Felix, que se parecia com um belo rapaz de dezoito ou vinte anos - e
parecendo, pelos cartazes na parede, ter um carinho pela banda Belle
and Sebastian - enrolou seus lábios para revelar um conjunto de
dentes brancos extremamente fortes. Seus incisivos eram
anormalmente longos e, fiel à sua espécie, muito afiados.
"Eu nunca vou te dizer, caçador de demônios," ele rosnou.
Então ele jogou a cabeça para trás e soltou um assobio, a sua longa
língua entrando e saindo de sua boca como a cauda de um lagarto.
Sarah olhou chocada. Ela aparentemente nunca ouvira seu namorado
usar aquele tom de voz antes. Ou visto seus olhos com aquele brilho
vermelho.
"Felix," gritou ela. "Só diga para ele! Ele disse que vai deixar você ir
se você disser."
Quando Felix balançou seus brilhantes olhos vermelhos e torceu sua
língua em direção à ela, ela cambaleou um passo para trás. "Porque
você o trouxe aqui, sua vadia estúpida?" Felix exigiu.
Horrorizada, Sarah começou a chorar novamente.
Alaric tomou as lágrimas como um palpite de que tudo ficaria bem
com ela, se ele fizesse seu dever. Então ele se adiantou, balançando
Señor Sticky, livre de sua bainha.
Tudo terminou em uma questão de segundos. A seu crédito, o
vampiro fizera uma boa luta.
Mas encurralado pela luz do sol de um lado e água benta do outro,
ele não tinha para onde ir. Não havia escapatória.
Alaric não lhe deu chance para últimas palavras. Pela sua
experiência, vampiros não tinham realmente nada de interessante ou
perspicaz para dizer. Era sempre Shakespere e emo.
Quando terminou, olhou para a garota. Ela estava enrolada em uma
bola sobre o vidro quebrado, chorando baixinho para si mesma.
Mas - e Alaric sabia que não estava imaginando isso - seu cabelo já
tinha recuperado o seu brilho, e havia cor em suas bochechas que
não estavam lá antes.
Ela ficaria bem em alguns dias, se seus pais a alimentassem com
bastante proteína.
Ele embainhou sua espada.
"Levante-se agora," ele disse no que ele esperava que fosse uma voz
calma. Ele era muito ruim nessa parte. Martin era o único que sempre
sabia as coisas certas à dizer. "Vou te levar para casa, para sua
mãe."
Ela se desenrolou um pouco e olhou friamente para ele. "Você disse
que não iria matá-lo se ele dissesse," ela disse. Sua voz soou mais
forte do que antes, e seus olhos tinham um brilho à ele que não tinha
nada a ver com as lágrimas. Ela era, ele sabia, sua própria pessoa
novamente, e não mais um peão para um senhor vampiro. Seu Felix
assassino a tinha libertado.
"E ele não me disse," Alaric apontou.
"Você não deu chance à ele!" ela chorou.
Mas ela estava se levantando, evitando cuidadosamente olhar na
direção onde o corpo estava.
Só que não havia corpo. Somente roupas jogadas onde Felix havia
estado. Ele tinha que ter mais de cem anos. Seus ossos eram poeira.

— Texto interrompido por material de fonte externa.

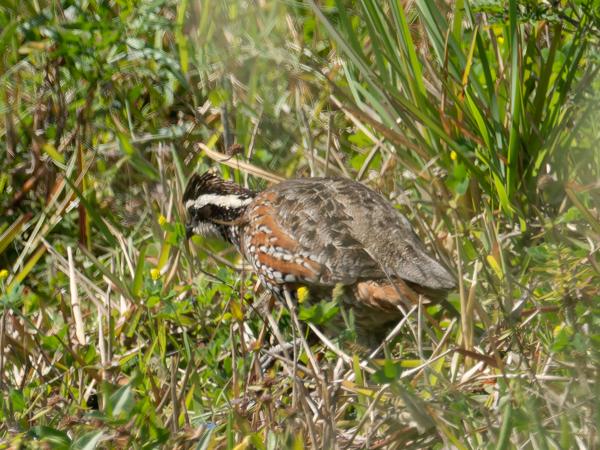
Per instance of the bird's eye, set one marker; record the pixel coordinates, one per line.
(205, 212)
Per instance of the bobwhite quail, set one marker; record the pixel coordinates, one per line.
(322, 233)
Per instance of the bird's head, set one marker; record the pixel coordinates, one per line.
(213, 204)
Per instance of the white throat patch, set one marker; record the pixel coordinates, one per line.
(232, 201)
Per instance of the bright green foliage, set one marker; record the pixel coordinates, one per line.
(479, 120)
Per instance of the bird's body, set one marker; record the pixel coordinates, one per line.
(322, 233)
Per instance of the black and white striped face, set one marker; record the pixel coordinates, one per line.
(212, 204)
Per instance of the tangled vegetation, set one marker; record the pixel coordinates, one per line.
(478, 119)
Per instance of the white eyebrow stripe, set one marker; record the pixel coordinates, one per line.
(224, 201)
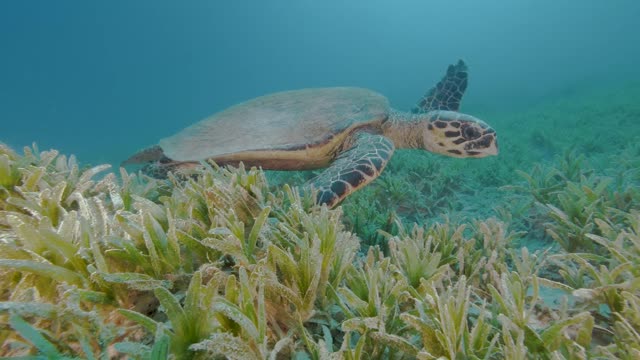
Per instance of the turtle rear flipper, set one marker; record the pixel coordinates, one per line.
(150, 154)
(353, 169)
(447, 94)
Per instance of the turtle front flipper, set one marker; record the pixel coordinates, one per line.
(447, 94)
(353, 169)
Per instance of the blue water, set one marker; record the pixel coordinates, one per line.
(104, 79)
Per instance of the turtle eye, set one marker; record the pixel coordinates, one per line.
(470, 133)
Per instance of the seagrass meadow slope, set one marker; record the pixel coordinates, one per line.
(532, 255)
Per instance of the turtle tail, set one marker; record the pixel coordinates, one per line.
(150, 154)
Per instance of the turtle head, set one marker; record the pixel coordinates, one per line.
(459, 135)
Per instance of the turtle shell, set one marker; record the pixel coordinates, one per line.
(287, 121)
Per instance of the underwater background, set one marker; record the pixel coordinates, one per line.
(558, 80)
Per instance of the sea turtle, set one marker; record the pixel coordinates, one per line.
(353, 132)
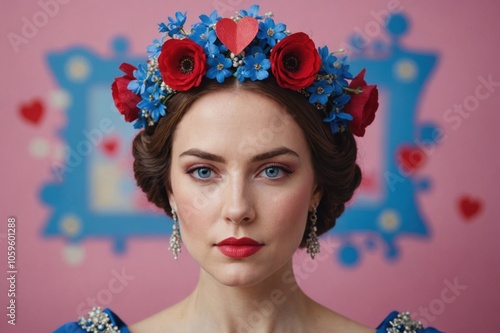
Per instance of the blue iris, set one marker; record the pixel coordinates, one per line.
(203, 173)
(256, 67)
(155, 48)
(138, 86)
(210, 21)
(203, 35)
(320, 91)
(219, 68)
(271, 32)
(272, 172)
(253, 11)
(174, 26)
(337, 119)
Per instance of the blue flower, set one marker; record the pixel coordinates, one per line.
(210, 21)
(271, 32)
(256, 67)
(320, 91)
(138, 86)
(219, 68)
(253, 11)
(155, 48)
(140, 122)
(174, 26)
(337, 120)
(155, 107)
(203, 35)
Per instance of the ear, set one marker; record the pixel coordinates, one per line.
(171, 200)
(316, 196)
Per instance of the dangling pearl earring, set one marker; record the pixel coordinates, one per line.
(175, 237)
(312, 242)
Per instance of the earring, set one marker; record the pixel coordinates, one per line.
(312, 242)
(175, 237)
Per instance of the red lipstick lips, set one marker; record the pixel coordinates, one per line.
(239, 248)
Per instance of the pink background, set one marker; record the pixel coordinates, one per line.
(50, 291)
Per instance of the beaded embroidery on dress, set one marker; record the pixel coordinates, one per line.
(105, 321)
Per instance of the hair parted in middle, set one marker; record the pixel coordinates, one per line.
(333, 155)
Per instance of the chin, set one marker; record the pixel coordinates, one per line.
(239, 274)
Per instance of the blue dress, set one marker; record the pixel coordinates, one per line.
(105, 321)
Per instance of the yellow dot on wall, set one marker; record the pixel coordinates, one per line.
(389, 220)
(70, 225)
(78, 68)
(406, 70)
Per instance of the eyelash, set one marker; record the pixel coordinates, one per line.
(282, 168)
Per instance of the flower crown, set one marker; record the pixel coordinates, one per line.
(246, 46)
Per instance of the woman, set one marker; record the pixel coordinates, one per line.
(248, 145)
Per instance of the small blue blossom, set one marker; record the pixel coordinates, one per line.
(212, 50)
(203, 35)
(337, 120)
(219, 68)
(155, 48)
(270, 31)
(210, 21)
(140, 123)
(174, 26)
(341, 101)
(253, 11)
(138, 86)
(320, 91)
(256, 67)
(155, 107)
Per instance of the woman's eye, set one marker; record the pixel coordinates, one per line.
(274, 172)
(202, 173)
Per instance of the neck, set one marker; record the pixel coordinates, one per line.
(269, 306)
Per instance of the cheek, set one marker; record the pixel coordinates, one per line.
(290, 212)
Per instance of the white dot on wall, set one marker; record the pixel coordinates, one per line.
(406, 70)
(389, 220)
(78, 68)
(70, 225)
(73, 254)
(39, 147)
(60, 99)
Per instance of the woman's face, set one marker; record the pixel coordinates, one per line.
(241, 168)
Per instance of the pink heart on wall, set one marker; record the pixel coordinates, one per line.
(469, 207)
(410, 157)
(32, 112)
(110, 146)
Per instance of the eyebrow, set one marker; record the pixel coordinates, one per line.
(260, 157)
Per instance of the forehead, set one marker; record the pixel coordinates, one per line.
(238, 122)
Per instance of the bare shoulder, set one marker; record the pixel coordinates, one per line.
(330, 321)
(159, 322)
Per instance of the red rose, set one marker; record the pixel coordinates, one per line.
(362, 106)
(125, 100)
(295, 61)
(182, 63)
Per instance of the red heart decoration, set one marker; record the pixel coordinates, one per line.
(410, 158)
(32, 112)
(110, 146)
(237, 35)
(469, 207)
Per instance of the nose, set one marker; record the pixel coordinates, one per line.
(238, 202)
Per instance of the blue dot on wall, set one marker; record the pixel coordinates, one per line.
(349, 255)
(397, 25)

"Ele nunca me diria," Alaric disse. "Se ele me dissesse, o príncipe, ou
seus subordinados, iriam matá-lo, e muito menos gentilmente do que
eu mataria. Ele escolheu morrer pela espada porque ele sabia que
seria mais rápido." Ele desceu o olhar até ela. "Eles teriam matado
você também, você sabe, se eles encontrassem você aqui com ele.
Eles teriam se alimentado de você até não sobrar mais nada."

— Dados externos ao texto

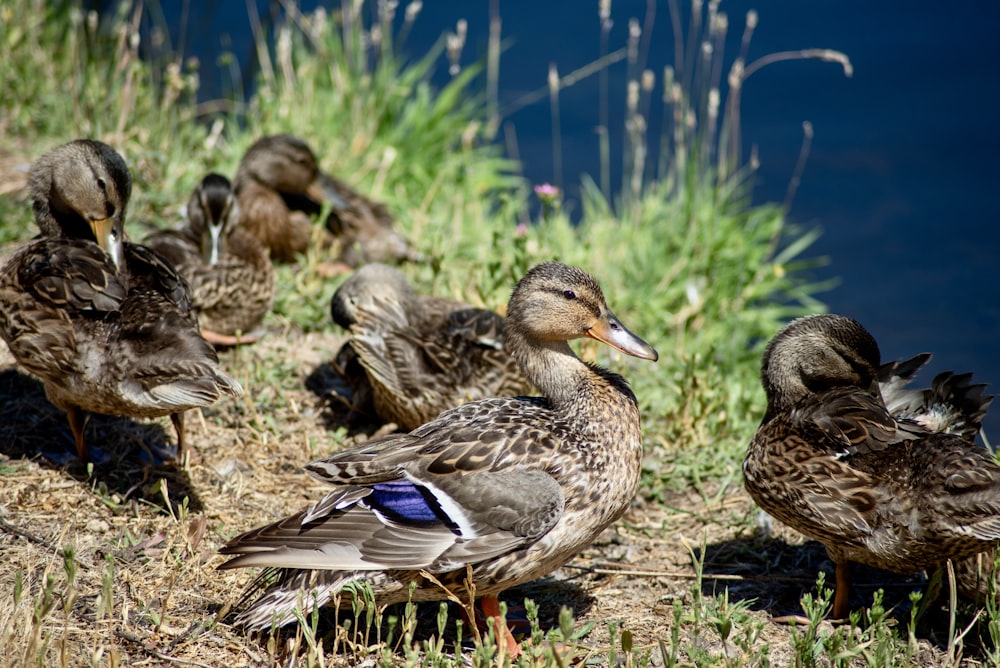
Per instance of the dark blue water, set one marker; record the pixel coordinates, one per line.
(902, 177)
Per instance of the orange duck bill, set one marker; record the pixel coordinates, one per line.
(611, 331)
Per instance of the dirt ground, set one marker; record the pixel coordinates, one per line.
(146, 588)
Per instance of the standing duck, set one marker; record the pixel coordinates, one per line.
(420, 354)
(229, 271)
(510, 488)
(280, 187)
(832, 462)
(106, 325)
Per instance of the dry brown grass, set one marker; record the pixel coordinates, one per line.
(163, 598)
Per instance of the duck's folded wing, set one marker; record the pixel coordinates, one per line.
(438, 524)
(478, 326)
(149, 269)
(853, 420)
(69, 274)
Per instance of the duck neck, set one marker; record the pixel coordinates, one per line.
(551, 366)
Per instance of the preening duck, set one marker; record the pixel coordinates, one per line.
(421, 354)
(897, 489)
(105, 324)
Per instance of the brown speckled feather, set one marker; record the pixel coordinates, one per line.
(422, 355)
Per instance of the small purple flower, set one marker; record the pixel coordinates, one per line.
(547, 193)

Sarah piscou. "Você quer dizer... ele morreria para me proteger?
Oh... isso é tão doce!"
Alaric gostaria de mostrar à ela as fotografias que ele sempre
carregava do que alguns dos amigos do seu agora ex-namorado
tinham feito com Martin. Como eles o tinham picado e descarnado,
apenas por diversão. Vampiros eram incapazes de fazerem doçuras.

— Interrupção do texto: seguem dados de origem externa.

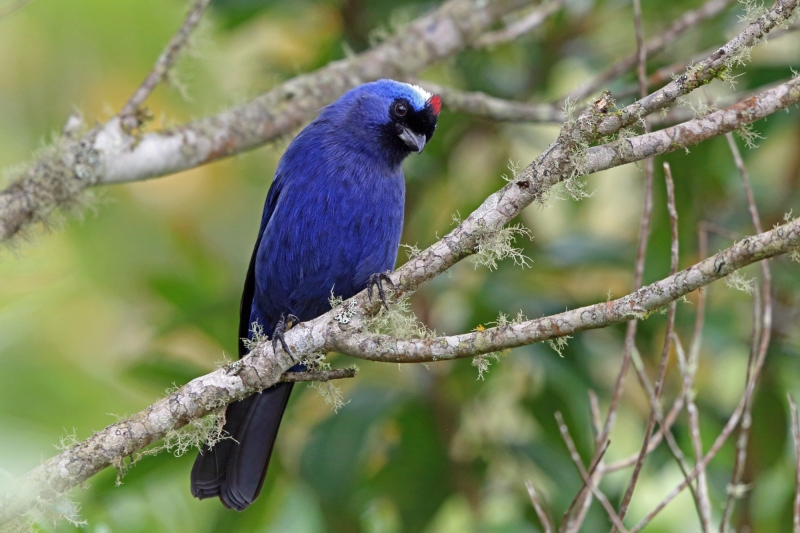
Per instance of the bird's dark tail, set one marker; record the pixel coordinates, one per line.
(234, 469)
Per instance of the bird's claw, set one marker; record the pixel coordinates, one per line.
(284, 324)
(377, 280)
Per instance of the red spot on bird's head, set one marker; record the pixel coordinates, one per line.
(435, 102)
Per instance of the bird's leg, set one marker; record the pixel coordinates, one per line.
(377, 280)
(283, 325)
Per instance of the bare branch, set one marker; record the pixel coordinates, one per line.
(484, 106)
(576, 458)
(537, 506)
(762, 333)
(165, 62)
(796, 438)
(520, 27)
(662, 372)
(701, 494)
(13, 7)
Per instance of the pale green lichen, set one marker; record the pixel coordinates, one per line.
(483, 361)
(568, 111)
(412, 250)
(735, 280)
(749, 135)
(559, 344)
(199, 432)
(399, 322)
(497, 245)
(46, 515)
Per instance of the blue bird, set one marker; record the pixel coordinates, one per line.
(331, 224)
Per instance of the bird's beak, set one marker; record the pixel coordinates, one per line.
(415, 141)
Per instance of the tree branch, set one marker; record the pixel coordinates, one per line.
(484, 106)
(688, 20)
(164, 63)
(109, 154)
(520, 27)
(374, 347)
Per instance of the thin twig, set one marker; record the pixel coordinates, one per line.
(730, 426)
(644, 235)
(520, 27)
(796, 438)
(686, 21)
(576, 458)
(762, 324)
(662, 373)
(537, 506)
(164, 63)
(701, 493)
(13, 7)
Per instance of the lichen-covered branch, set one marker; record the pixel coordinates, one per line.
(688, 20)
(484, 106)
(639, 304)
(695, 131)
(164, 63)
(110, 154)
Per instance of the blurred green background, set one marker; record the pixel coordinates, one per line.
(100, 316)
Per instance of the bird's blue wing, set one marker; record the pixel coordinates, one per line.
(250, 280)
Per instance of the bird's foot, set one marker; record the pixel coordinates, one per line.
(377, 280)
(283, 325)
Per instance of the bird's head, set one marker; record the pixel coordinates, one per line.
(400, 116)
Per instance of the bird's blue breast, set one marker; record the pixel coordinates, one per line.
(333, 217)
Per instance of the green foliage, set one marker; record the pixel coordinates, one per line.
(99, 317)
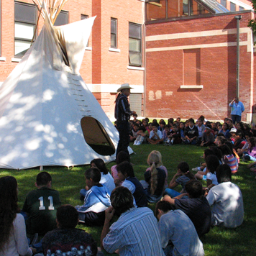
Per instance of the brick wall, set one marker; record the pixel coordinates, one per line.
(99, 66)
(216, 66)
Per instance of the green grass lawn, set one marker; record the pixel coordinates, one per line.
(219, 241)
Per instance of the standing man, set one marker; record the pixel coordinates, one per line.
(237, 108)
(122, 115)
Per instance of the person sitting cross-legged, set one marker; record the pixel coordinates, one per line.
(96, 201)
(175, 226)
(195, 206)
(155, 136)
(135, 232)
(226, 200)
(40, 206)
(66, 236)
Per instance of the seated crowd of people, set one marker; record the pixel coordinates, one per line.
(186, 208)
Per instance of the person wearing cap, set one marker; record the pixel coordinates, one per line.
(237, 108)
(122, 115)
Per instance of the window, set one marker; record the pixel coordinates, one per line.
(25, 25)
(84, 17)
(192, 67)
(224, 3)
(62, 19)
(113, 36)
(232, 7)
(135, 57)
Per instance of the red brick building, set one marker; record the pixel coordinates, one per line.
(178, 55)
(114, 53)
(196, 71)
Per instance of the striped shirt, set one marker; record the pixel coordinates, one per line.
(134, 233)
(122, 108)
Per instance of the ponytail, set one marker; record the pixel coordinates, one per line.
(153, 181)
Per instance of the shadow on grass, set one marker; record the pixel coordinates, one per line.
(218, 242)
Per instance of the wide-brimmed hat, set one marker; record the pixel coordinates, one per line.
(124, 86)
(233, 130)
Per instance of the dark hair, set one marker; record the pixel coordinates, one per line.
(122, 156)
(164, 206)
(126, 169)
(184, 168)
(225, 150)
(217, 152)
(194, 188)
(67, 216)
(208, 152)
(252, 141)
(191, 120)
(212, 163)
(240, 134)
(8, 207)
(230, 146)
(100, 165)
(121, 199)
(43, 178)
(94, 174)
(223, 173)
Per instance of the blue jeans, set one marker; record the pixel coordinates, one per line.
(171, 192)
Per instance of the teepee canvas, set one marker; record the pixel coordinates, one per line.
(48, 116)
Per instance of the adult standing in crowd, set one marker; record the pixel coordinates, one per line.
(122, 115)
(237, 108)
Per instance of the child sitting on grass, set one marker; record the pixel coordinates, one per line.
(126, 175)
(180, 178)
(160, 165)
(154, 178)
(96, 201)
(229, 158)
(195, 206)
(121, 157)
(212, 163)
(41, 206)
(155, 136)
(106, 177)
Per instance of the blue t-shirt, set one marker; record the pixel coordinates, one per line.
(97, 199)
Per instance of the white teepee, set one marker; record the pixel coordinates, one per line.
(48, 116)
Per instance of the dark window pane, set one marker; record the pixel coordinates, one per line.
(232, 7)
(62, 18)
(113, 26)
(113, 41)
(84, 16)
(134, 30)
(25, 13)
(135, 59)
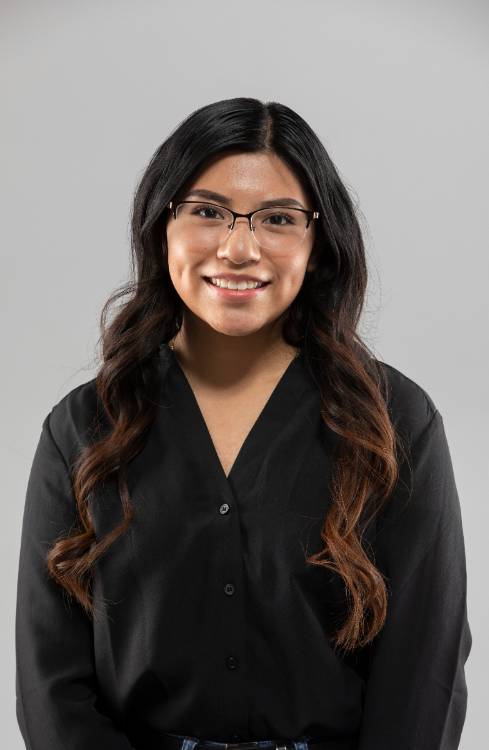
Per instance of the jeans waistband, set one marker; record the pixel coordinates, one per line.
(186, 742)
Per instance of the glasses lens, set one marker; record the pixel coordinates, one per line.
(279, 229)
(204, 223)
(274, 229)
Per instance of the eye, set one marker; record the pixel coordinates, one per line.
(288, 219)
(200, 209)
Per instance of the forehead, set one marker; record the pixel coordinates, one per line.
(250, 175)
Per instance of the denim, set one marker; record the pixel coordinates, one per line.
(188, 743)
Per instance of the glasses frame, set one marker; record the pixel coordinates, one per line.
(311, 215)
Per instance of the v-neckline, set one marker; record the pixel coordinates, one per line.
(257, 427)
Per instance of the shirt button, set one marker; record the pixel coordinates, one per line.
(231, 662)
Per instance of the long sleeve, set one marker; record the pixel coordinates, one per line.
(56, 685)
(416, 693)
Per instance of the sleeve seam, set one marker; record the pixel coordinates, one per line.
(56, 446)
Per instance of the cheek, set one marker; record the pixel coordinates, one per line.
(183, 261)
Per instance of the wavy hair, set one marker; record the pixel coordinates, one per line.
(322, 320)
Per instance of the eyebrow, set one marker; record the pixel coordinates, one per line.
(213, 196)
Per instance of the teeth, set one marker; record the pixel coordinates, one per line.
(226, 284)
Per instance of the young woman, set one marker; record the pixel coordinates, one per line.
(245, 530)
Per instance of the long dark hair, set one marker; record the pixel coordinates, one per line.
(322, 320)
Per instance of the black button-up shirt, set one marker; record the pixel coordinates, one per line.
(214, 626)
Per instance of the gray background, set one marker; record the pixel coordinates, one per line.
(398, 94)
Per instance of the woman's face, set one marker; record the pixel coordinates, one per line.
(246, 179)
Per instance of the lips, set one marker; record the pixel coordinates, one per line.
(262, 283)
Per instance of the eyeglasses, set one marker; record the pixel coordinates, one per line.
(280, 228)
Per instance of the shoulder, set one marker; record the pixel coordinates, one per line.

Mas Holtzman, ele sabia, não aprovaria isso.
Além disso, seu trabalho ali havia terminado. Ela estava livre agora.
E isso queria dizer que era hora de ele voltar para o hotel e embarcar
para New York, para ir atrás de um vampiro que talvez realmente se
revelasse um desafio para sua mão de espada, ao contrário do seu
namorado imbecil.
Então ele apenas disse, "Vamos levar você para casa agora."
E isso foi exatamente o que ele fez.